Uwais ibnu 'Âmir, salah seorang pembesar tabi'in pernah meminta ampun kepada Allah karena ia berada dalam keadaan kenyang, sedangkan di dunia masih terdapat makhluk yang kelaparan.

Di Zaman yang Asing

Adapun di zaman yang asing ini, kebodohan telah membuat sebagian orang Islam bahkan mau memberi bantuan kepada musuh-musuh Islam dan kaum muslimin. Mereka menjadikan musuh-musuh sebagai sahabat yang mereka tolong dengan segala milik mereka. Padahal, para musuh jahat itu justru membuat wanita-wanita musliman kehilangan suami, membuat anak-anak muslim kehilangan bapak, menodai kesucian umat, menjajah negeri-negeri Islam, dan tidak pernah menghormati hubungan kedekatan dan perjanjian dengan kita. Kenapa orang-orang muslim seperti ini tidak kembali kepada Islam dan menerapkan syariat Tuhan mereka? Kenapa mereka tidak memikirkan permasalahan yang sedang dihadapi oleh kaum muslimin? Padahal, orang yang tidak memikirkan urusan kaum muslimin berarti bukanlah bagian dari mereka. Orang-orang seperti ini kita ingatkan dengan firman Allah—Subhânahu wata`âlâ—(yang artinya): "Dan tolong-menolonglah kalian dalam (mengerjakan) kebajikan dan ketakwaan, dan janganlah tolong-menolong dalam berbuat dosa dan pelanggaran." [QS. Al-Mâ'idah: 2]
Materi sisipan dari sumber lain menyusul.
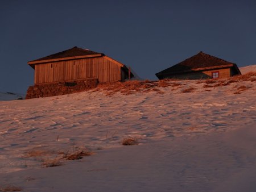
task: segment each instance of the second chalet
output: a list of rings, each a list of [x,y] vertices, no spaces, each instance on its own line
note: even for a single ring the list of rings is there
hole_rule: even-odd
[[[227,78],[241,74],[236,64],[200,52],[156,76],[159,80],[199,80]]]

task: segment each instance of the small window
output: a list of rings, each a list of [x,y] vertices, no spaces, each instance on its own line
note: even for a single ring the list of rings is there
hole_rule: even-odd
[[[212,77],[213,78],[218,78],[218,72],[212,72]]]

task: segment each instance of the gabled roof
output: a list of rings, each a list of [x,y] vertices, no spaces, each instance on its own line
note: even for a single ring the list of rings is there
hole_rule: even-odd
[[[102,56],[104,56],[104,54],[97,53],[89,49],[82,49],[77,47],[74,47],[69,49],[65,50],[35,60],[28,61],[28,64],[31,65],[46,62],[65,60],[72,59],[99,57]]]
[[[237,68],[237,69],[239,72],[238,73],[240,73],[236,64],[212,56],[201,51],[193,56],[156,73],[156,76],[159,77],[167,74],[181,73],[195,70],[225,67],[234,67]]]

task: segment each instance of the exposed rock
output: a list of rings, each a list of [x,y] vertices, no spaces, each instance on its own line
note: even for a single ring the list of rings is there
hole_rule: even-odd
[[[72,82],[60,82],[30,86],[26,99],[61,95],[88,90],[97,87],[98,80],[88,79]]]

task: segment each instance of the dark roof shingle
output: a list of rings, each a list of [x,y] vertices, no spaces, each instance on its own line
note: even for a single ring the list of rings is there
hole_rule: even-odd
[[[176,73],[192,71],[193,69],[208,68],[234,64],[226,61],[224,60],[200,52],[197,55],[188,58],[177,64],[164,69],[158,73],[156,76],[165,73]]]
[[[98,54],[102,53],[97,53],[95,51],[92,51],[88,49],[82,49],[77,47],[74,47],[71,49],[65,50],[57,53],[52,54],[44,57],[35,60],[31,61],[30,62]]]

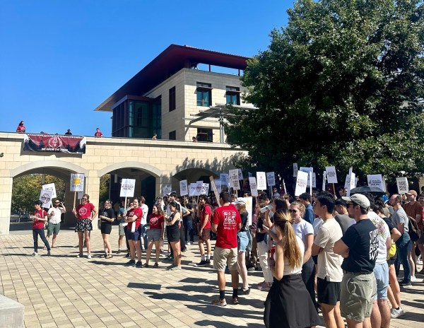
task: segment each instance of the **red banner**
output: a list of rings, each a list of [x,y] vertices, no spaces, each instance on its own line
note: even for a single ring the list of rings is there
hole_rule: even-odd
[[[86,153],[86,144],[85,136],[25,134],[23,151],[83,154]]]

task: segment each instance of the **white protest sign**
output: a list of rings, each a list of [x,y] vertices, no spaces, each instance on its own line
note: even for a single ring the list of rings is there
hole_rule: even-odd
[[[409,191],[409,185],[406,177],[396,177],[396,184],[398,186],[398,194],[406,194]]]
[[[122,179],[119,197],[134,197],[136,189],[135,179]]]
[[[264,172],[257,172],[258,190],[266,190],[266,175]]]
[[[238,169],[230,170],[230,180],[232,184],[232,189],[234,190],[240,190],[240,184],[238,180]]]
[[[325,170],[326,172],[327,182],[329,183],[338,183],[337,173],[336,173],[336,167],[326,166]]]
[[[187,188],[187,180],[181,180],[179,182],[179,195],[185,196],[189,194],[189,189]]]
[[[166,196],[167,194],[169,194],[170,192],[171,192],[171,185],[170,184],[166,184],[162,187],[162,194],[163,196]]]
[[[306,192],[306,184],[307,184],[308,177],[308,174],[306,172],[298,171],[295,196],[300,196],[300,194],[303,194]]]
[[[383,192],[386,191],[386,186],[382,175],[367,175],[368,186],[377,187],[381,189]]]
[[[43,184],[41,186],[41,189],[43,190],[50,190],[52,192],[52,198],[57,197],[56,194],[56,186],[54,183],[48,183],[47,184]]]
[[[41,207],[48,209],[52,206],[52,190],[42,190],[40,192],[39,199],[42,202]]]
[[[84,175],[82,173],[71,173],[71,191],[84,191]]]
[[[276,185],[276,175],[273,172],[266,172],[266,182],[268,183],[268,187]]]
[[[256,184],[256,177],[249,177],[249,183],[250,184],[250,192],[254,197],[258,197],[258,186]]]

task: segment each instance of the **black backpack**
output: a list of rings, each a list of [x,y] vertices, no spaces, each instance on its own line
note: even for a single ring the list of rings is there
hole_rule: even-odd
[[[416,242],[421,237],[421,230],[414,218],[408,216],[408,233],[413,242]]]

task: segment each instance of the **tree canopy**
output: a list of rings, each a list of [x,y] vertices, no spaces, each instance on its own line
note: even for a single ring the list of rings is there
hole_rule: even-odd
[[[299,0],[288,12],[242,77],[257,109],[230,109],[245,168],[424,172],[423,1]]]

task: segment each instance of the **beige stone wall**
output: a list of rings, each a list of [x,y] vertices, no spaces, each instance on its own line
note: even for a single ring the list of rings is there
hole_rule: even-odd
[[[98,204],[100,177],[113,170],[131,168],[156,178],[155,196],[162,185],[178,181],[172,177],[187,169],[213,174],[228,172],[235,159],[245,153],[220,144],[192,143],[163,140],[139,140],[87,137],[86,153],[82,156],[23,152],[23,136],[0,133],[0,235],[8,234],[13,178],[29,172],[49,174],[49,170],[84,173],[86,192],[93,204]],[[107,159],[105,161],[105,159]]]

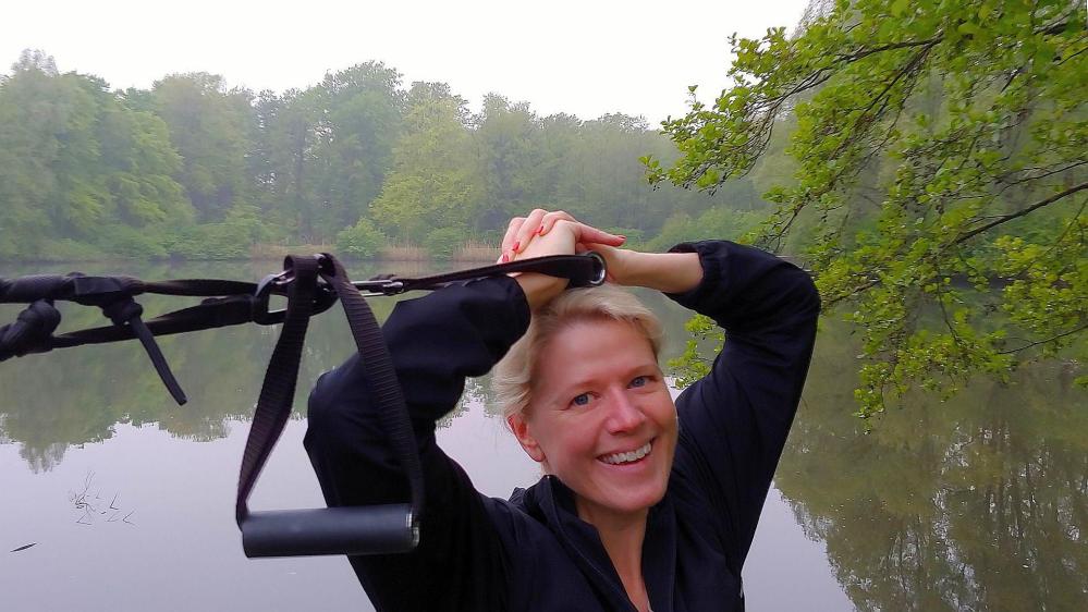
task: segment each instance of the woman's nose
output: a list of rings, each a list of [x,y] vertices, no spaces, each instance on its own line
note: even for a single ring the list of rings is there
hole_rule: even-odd
[[[646,420],[646,414],[631,401],[622,391],[616,391],[609,397],[608,431],[623,433],[631,431]]]

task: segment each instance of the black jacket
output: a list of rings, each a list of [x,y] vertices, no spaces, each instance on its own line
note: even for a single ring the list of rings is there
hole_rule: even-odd
[[[650,510],[643,575],[655,612],[739,610],[741,567],[800,397],[819,297],[796,267],[728,242],[682,244],[704,280],[673,295],[728,341],[713,370],[677,399],[680,439],[664,499]],[[427,487],[417,550],[351,558],[378,610],[633,611],[572,492],[543,477],[508,500],[478,493],[435,442],[465,377],[481,376],[525,332],[509,278],[398,304],[383,327],[412,414]],[[358,357],[318,381],[309,453],[329,505],[404,502]]]

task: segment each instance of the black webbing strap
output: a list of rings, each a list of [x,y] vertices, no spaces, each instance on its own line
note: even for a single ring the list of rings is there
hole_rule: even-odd
[[[247,556],[406,552],[418,541],[423,468],[408,412],[378,320],[333,257],[288,257],[291,276],[280,339],[265,374],[239,475],[235,517]],[[317,279],[334,290],[381,406],[381,426],[408,479],[411,504],[249,512],[248,498],[288,418]]]
[[[405,291],[442,289],[451,283],[497,277],[512,272],[539,272],[550,277],[570,280],[569,286],[595,285],[604,282],[604,260],[596,253],[583,255],[548,255],[531,259],[519,259],[508,264],[494,264],[470,270],[456,270],[419,279],[399,277],[376,277],[369,281],[353,283],[383,295],[394,295]]]
[[[391,295],[419,289],[439,289],[452,282],[509,272],[534,271],[567,278],[573,286],[600,284],[604,261],[599,256],[551,256],[486,266],[421,279],[386,278],[353,283],[330,255],[289,256],[284,271],[261,283],[186,280],[148,283],[127,277],[24,277],[0,279],[0,303],[28,303],[11,326],[0,328],[0,360],[59,346],[138,338],[179,403],[184,395],[170,374],[154,334],[179,333],[247,321],[282,322],[280,338],[265,372],[239,474],[235,517],[248,556],[303,554],[376,554],[412,550],[419,538],[424,482],[418,449],[389,350],[377,319],[358,289]],[[319,280],[320,279],[320,280]],[[215,296],[198,306],[163,315],[146,325],[139,293]],[[237,292],[230,294],[231,292]],[[286,293],[285,310],[268,310],[269,294]],[[223,296],[227,294],[225,296]],[[303,343],[313,315],[343,304],[367,379],[381,407],[381,426],[404,469],[411,502],[378,506],[327,507],[249,512],[248,499],[272,448],[291,415]],[[113,321],[99,328],[53,336],[60,315],[53,299],[95,305]]]

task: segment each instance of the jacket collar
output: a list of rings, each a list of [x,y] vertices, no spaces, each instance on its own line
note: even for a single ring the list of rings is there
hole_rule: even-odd
[[[528,489],[516,489],[510,501],[554,534],[610,610],[634,610],[597,528],[578,518],[574,492],[566,485],[554,476],[545,476]],[[643,540],[643,579],[653,612],[672,612],[675,570],[676,523],[667,493],[650,509]]]

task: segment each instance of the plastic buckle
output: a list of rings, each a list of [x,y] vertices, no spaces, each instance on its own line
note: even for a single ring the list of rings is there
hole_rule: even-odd
[[[257,283],[257,290],[253,297],[253,321],[261,326],[272,326],[283,322],[283,314],[286,310],[269,310],[268,299],[272,295],[272,290],[291,282],[290,273],[284,270],[274,274],[268,274]]]

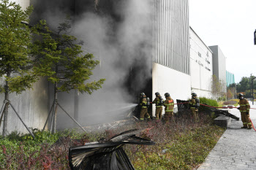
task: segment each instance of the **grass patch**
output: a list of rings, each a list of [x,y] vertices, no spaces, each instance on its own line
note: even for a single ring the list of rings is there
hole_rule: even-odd
[[[148,136],[156,145],[125,147],[135,169],[193,169],[202,163],[225,129],[211,125],[206,117],[201,117],[200,123],[192,120],[148,123],[147,127],[154,128]]]
[[[175,123],[135,123],[105,133],[78,133],[67,130],[50,134],[34,130],[29,134],[12,133],[0,139],[0,169],[69,169],[68,150],[71,146],[109,139],[132,128],[150,128],[138,136],[151,139],[154,146],[125,145],[135,169],[193,169],[204,161],[225,129],[212,125],[212,120],[200,115],[176,117]]]

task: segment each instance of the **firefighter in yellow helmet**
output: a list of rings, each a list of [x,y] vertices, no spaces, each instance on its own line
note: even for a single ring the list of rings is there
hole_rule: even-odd
[[[192,112],[193,117],[197,120],[198,119],[198,107],[200,106],[200,101],[197,98],[197,95],[195,93],[192,93],[192,98],[189,101],[190,110]]]
[[[173,98],[170,98],[168,93],[165,93],[166,100],[164,102],[165,106],[165,115],[164,119],[165,122],[168,122],[169,120],[173,120],[173,107],[174,103]]]
[[[238,108],[241,112],[241,119],[243,122],[242,128],[248,128],[251,129],[252,128],[252,123],[249,120],[249,109],[250,105],[247,101],[247,99],[244,98],[244,94],[240,93],[238,96],[239,98],[239,105],[240,107]]]
[[[162,119],[162,105],[163,105],[163,99],[160,96],[159,92],[154,93],[156,95],[156,98],[152,101],[152,104],[156,104],[156,120]]]
[[[145,93],[140,93],[140,120],[143,120],[144,117],[147,117],[148,119],[150,119],[150,115],[148,113],[148,107],[149,107],[149,101],[147,101],[146,96],[145,95]]]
Terakhir, adalah sesuatu yang sudah dimaklumi bahwa perbaikan kondisi Umat, terwujudnya apa yang menjadi maslahat mereka, teraturnya semua urusan mereka secara baik, terwujudnya kesatuan kata antar mereka, dan munculnya rasa gentar musuh terhadap mereka tidak akan pernah ada kecuali dengan mewujudkan solidaritas keislaman. Solidaritas itu terealisasi dalam bentuk saling tolong menolong dalam kebajikan dan ketakwaan, saling melengkapi, saling membantu, saling menyayangi, saling menasihati, serta saling berwasiat dengan kebenaran dan sabar menjalankannya. Tidak diragukan lagi, bahwa mewujudkan ini semua merupakan sebuah kewajiban terpenting dan perkara yang fardhu atas setiap muslim.

Semoga Allah membimbing kita semua agar bekerja sesuai dengan petunjuk-Nya, serta senantiasa berusaha mewujudkan kebaikan negeri dan Umat kita.